Genesis 49:5-7

Simeon en Levi

Jakob heeft een woord over Simeon (betekent ‘verhoring’) en Levi (betekent ‘aanhechting’). Na de zonde van Ruben, waarin het kenmerk van verderf te zien is, spreekt Jakob over de zonde van zijn volgende twee zonen. Daarin komt een ander kenmerk van de zonde naar voren: geweld. Jakob doelt op het geweld van Simeon en Levi in Genesis 34 (Gn 34:5-29). Hij neemt duidelijk afstand van de handelwijze van zijn zonen.

Hij spreekt niet tot hen, maar over hen ten aanhoren van al zijn zonen. Allen, ook wij, moeten ervan leren. Deze twee zijn broeders in het kwaad geweest. Jakob verwerpt elke verbinding met hen. Hij wil niet in hun denken betrokken worden. In zulk gezelschap wil Jakob niet zijn, en ook wij horen er niet (Ps 1:1).

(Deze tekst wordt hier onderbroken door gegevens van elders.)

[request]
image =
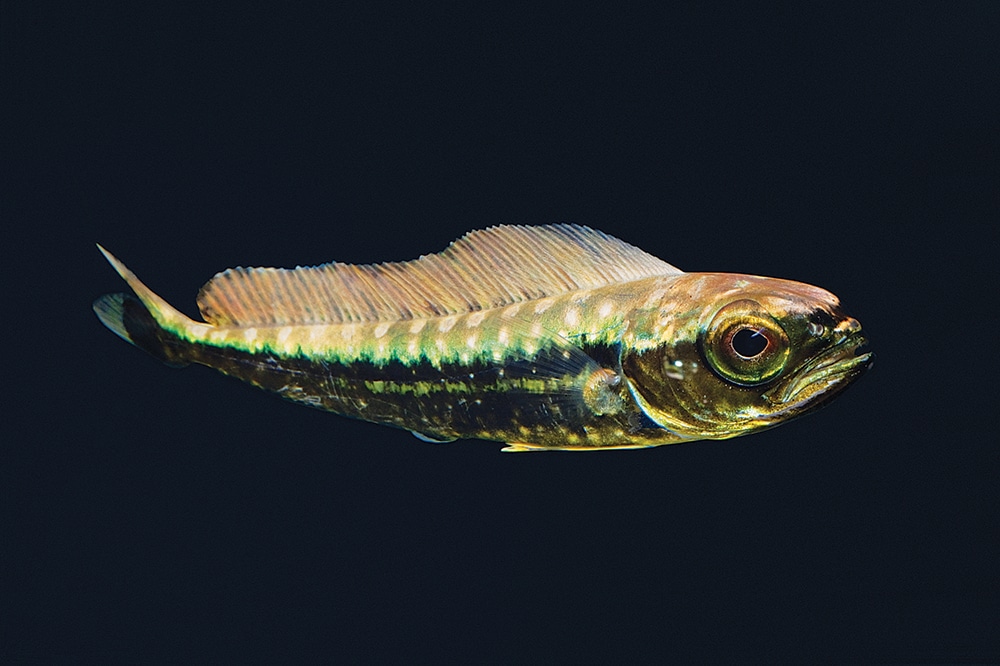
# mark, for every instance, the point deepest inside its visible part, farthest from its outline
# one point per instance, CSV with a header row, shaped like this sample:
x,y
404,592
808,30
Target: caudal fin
x,y
148,322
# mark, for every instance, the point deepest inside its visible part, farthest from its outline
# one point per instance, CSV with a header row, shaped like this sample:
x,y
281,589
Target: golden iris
x,y
745,344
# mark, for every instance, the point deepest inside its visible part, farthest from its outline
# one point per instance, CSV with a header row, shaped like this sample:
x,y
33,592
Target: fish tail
x,y
148,322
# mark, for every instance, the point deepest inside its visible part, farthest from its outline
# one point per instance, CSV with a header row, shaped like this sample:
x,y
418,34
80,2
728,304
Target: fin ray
x,y
483,269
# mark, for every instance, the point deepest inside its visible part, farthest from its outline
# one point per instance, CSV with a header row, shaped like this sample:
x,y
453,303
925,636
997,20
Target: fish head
x,y
723,355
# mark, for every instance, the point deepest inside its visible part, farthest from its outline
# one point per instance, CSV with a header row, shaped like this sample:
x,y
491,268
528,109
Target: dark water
x,y
156,513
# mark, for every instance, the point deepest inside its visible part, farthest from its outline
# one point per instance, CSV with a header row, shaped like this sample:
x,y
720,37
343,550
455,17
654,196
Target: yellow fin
x,y
483,269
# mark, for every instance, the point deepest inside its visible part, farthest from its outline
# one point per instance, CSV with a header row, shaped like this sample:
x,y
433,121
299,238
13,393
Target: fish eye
x,y
749,342
745,345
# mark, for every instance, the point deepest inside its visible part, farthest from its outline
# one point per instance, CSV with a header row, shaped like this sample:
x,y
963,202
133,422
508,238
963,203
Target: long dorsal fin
x,y
483,269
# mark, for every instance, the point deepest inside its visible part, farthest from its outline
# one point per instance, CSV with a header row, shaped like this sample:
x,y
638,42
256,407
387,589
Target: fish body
x,y
551,337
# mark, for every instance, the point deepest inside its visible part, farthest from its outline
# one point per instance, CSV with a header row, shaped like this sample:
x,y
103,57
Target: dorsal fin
x,y
483,269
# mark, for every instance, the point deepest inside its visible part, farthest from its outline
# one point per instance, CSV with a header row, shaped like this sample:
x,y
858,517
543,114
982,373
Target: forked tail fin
x,y
148,322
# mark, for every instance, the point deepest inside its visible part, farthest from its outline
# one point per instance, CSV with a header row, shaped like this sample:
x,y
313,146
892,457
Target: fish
x,y
551,337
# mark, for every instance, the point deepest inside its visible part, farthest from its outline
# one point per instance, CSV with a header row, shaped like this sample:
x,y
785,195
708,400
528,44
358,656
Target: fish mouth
x,y
822,377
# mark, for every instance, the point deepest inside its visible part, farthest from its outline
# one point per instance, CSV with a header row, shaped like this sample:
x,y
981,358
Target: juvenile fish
x,y
547,337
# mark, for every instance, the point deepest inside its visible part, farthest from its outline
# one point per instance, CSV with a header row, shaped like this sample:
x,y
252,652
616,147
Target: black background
x,y
155,514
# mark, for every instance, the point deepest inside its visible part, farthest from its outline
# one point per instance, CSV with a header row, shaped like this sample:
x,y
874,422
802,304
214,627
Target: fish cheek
x,y
675,389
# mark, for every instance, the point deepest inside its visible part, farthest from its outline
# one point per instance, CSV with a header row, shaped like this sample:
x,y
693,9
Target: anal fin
x,y
432,439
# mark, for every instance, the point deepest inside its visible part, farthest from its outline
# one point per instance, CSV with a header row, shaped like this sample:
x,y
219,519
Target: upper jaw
x,y
825,374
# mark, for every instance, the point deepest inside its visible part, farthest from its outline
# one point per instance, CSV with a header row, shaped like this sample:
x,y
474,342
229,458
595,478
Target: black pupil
x,y
749,342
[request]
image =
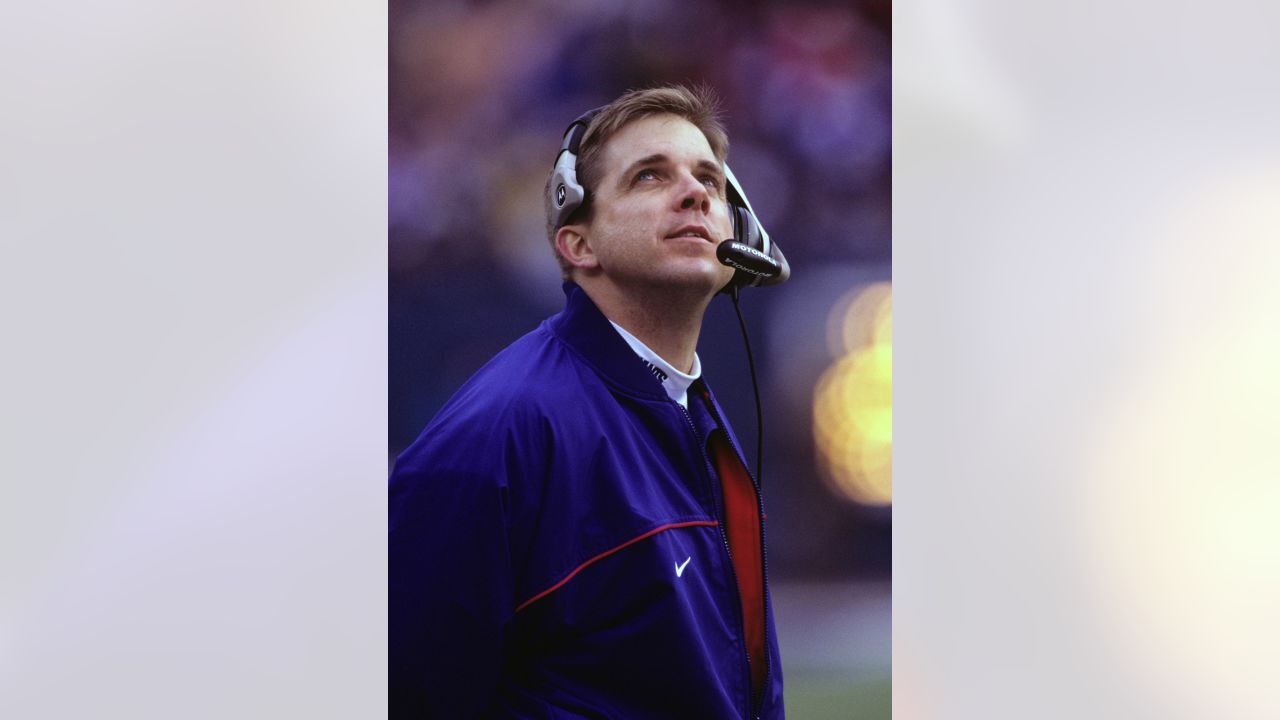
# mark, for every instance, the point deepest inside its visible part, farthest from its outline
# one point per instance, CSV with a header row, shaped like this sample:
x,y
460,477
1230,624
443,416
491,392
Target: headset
x,y
757,260
754,256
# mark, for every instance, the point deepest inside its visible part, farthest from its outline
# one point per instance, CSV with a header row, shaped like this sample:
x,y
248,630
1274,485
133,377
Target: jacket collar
x,y
583,327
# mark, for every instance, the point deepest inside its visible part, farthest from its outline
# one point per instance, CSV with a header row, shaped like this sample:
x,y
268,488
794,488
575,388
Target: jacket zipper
x,y
764,555
753,710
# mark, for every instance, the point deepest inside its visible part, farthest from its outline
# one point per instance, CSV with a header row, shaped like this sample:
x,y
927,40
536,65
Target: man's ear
x,y
574,246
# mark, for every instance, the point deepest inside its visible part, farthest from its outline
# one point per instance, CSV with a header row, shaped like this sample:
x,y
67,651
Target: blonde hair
x,y
699,105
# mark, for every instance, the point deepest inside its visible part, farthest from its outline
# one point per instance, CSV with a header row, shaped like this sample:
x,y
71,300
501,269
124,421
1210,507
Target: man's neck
x,y
666,320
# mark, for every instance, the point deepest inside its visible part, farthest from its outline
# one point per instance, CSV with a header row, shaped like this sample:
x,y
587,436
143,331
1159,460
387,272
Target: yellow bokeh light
x,y
854,399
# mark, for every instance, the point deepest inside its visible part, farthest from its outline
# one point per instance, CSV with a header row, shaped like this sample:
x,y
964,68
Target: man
x,y
575,534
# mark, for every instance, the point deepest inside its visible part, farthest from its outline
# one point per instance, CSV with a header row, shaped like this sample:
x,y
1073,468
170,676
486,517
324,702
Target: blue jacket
x,y
556,546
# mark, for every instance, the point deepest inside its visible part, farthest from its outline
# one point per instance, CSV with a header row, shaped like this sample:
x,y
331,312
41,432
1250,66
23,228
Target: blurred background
x,y
479,98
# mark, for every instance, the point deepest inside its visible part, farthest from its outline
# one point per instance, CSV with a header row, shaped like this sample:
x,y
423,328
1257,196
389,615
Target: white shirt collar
x,y
675,382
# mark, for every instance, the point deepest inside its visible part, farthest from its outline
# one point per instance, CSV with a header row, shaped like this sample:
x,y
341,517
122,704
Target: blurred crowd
x,y
480,94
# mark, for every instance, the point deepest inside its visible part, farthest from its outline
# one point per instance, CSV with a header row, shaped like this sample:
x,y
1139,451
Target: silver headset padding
x,y
567,194
759,238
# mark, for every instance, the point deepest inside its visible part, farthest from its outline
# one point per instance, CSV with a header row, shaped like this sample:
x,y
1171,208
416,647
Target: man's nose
x,y
694,195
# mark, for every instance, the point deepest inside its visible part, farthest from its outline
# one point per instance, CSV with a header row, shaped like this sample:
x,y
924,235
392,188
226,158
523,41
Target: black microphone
x,y
748,259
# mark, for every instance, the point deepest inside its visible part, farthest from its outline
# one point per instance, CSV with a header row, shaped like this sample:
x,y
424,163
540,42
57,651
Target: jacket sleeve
x,y
451,579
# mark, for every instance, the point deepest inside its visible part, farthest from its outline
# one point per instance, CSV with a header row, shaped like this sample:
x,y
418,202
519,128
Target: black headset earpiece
x,y
567,192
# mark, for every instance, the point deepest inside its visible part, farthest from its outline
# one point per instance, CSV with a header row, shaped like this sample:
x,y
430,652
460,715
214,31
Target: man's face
x,y
659,208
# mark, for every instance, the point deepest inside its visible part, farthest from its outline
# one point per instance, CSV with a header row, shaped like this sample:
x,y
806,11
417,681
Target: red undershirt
x,y
743,529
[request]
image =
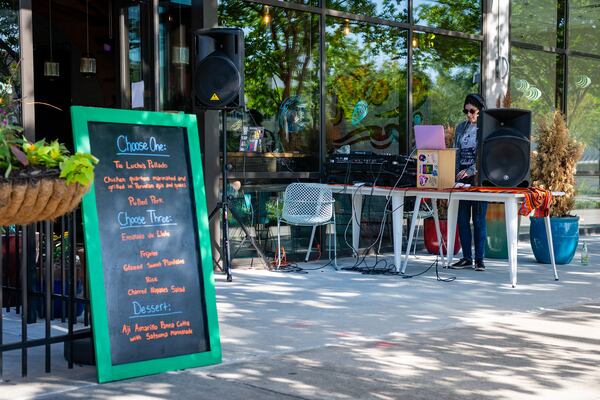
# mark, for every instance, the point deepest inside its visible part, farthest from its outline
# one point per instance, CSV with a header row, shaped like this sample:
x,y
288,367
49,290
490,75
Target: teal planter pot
x,y
565,237
496,244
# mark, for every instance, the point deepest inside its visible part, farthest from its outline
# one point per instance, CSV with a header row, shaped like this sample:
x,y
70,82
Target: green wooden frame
x,y
106,371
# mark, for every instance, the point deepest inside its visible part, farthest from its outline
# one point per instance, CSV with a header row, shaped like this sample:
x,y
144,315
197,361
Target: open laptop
x,y
429,137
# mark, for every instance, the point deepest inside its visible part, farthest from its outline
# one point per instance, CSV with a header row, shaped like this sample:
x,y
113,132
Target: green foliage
x,y
8,139
16,153
78,168
45,155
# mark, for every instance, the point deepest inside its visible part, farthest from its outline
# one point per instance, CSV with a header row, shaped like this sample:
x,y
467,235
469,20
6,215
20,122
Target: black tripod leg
x,y
212,214
225,251
249,236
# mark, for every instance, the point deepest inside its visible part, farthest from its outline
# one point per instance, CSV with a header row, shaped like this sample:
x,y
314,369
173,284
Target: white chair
x,y
308,204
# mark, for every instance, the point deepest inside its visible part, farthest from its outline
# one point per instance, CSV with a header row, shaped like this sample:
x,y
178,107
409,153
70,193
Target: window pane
x,y
389,9
281,88
584,25
534,21
583,108
174,56
445,70
366,87
9,60
456,15
533,81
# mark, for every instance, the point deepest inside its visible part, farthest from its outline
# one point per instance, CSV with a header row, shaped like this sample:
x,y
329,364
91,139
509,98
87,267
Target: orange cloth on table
x,y
537,199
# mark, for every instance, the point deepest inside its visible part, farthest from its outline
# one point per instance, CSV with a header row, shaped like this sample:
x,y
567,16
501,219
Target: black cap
x,y
475,100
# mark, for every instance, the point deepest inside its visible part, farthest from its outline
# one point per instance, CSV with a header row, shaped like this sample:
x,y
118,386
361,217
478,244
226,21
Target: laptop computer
x,y
429,137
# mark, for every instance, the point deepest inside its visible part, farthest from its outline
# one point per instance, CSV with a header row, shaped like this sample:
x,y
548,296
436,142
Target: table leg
x,y
438,231
397,222
357,199
550,245
511,217
413,223
451,228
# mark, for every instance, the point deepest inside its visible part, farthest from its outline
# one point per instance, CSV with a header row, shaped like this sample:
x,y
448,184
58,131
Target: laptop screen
x,y
429,137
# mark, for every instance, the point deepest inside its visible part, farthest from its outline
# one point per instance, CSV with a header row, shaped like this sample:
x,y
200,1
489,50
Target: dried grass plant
x,y
553,164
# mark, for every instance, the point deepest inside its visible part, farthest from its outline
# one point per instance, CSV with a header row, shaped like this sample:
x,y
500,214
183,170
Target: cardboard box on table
x,y
435,168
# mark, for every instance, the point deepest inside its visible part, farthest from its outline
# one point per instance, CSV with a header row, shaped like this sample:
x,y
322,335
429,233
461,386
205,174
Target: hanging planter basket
x,y
37,196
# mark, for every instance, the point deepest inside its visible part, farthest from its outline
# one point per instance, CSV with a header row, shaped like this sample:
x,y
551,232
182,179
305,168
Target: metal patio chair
x,y
308,204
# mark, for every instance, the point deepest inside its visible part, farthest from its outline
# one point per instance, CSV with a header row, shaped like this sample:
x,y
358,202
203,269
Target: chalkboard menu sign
x,y
147,243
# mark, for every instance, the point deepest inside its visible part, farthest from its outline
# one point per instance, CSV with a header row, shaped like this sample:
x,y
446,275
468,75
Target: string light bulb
x,y
51,67
415,43
266,15
347,27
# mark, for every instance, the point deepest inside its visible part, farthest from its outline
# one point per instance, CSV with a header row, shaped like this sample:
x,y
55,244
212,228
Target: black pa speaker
x,y
504,147
219,68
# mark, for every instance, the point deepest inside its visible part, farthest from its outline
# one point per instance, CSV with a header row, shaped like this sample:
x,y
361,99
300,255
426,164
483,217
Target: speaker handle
x,y
502,65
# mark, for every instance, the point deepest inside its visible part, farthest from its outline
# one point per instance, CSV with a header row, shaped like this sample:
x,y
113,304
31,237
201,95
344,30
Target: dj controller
x,y
377,169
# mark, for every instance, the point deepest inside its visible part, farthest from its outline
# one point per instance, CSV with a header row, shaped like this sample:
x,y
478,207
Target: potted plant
x,y
38,181
553,167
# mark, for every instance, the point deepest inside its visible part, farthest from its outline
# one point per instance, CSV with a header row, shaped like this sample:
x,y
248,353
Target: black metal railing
x,y
42,277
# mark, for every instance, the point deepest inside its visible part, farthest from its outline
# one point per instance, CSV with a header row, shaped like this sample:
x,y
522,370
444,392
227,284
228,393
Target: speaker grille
x,y
217,81
505,161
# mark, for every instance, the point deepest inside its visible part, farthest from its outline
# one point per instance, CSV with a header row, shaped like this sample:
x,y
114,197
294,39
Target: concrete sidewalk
x,y
343,335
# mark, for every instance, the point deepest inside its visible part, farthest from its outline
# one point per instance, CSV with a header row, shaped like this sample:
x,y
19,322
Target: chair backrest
x,y
307,203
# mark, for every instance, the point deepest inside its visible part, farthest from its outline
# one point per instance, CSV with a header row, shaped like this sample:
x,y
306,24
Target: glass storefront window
x,y
281,89
135,48
583,110
533,81
174,56
10,56
366,87
461,16
584,24
395,10
534,22
445,70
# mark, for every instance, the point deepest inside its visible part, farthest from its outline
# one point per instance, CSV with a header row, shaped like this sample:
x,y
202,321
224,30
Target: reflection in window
x,y
281,83
445,70
584,24
389,9
456,15
583,108
366,87
174,56
534,21
10,54
533,81
135,48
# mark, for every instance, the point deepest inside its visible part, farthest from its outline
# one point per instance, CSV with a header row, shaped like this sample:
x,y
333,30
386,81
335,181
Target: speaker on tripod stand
x,y
219,85
503,138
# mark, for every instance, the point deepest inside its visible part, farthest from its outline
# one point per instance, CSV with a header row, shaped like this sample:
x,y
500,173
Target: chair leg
x,y
334,244
312,237
278,243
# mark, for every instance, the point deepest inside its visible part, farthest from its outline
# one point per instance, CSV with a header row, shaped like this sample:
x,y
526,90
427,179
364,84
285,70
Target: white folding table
x,y
511,214
511,202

Hij neemt zijn kinderen niet in bescherming en praat hun zonde niet goed, maar noemt die bij de naam. Hij vervloekt hun woede en verbolgenheid, niet hen persoonlijk. De gevolgen van hun handelwijze blijven niet uit (Gl 6:7-8). In plaats van samen te blijven – ze zijn samen geweest in het kwaad – zullen ze verdeeld en verstrooid worden onder Israël.

Van Simeon als stam zal niet veel overblijven (Nm 1:23; Nm 26:14; Jz 19:1-9). Ze zullen in het land grotendeels te midden van Juda wonen. De verstrooiing van Levi wordt door de genade van God veranderd in een zegen. Door hun verstrooiing komen ze te midden van het hele volk, waardoor ze het hele volk onderwijs kunnen geven uit Gods wetten.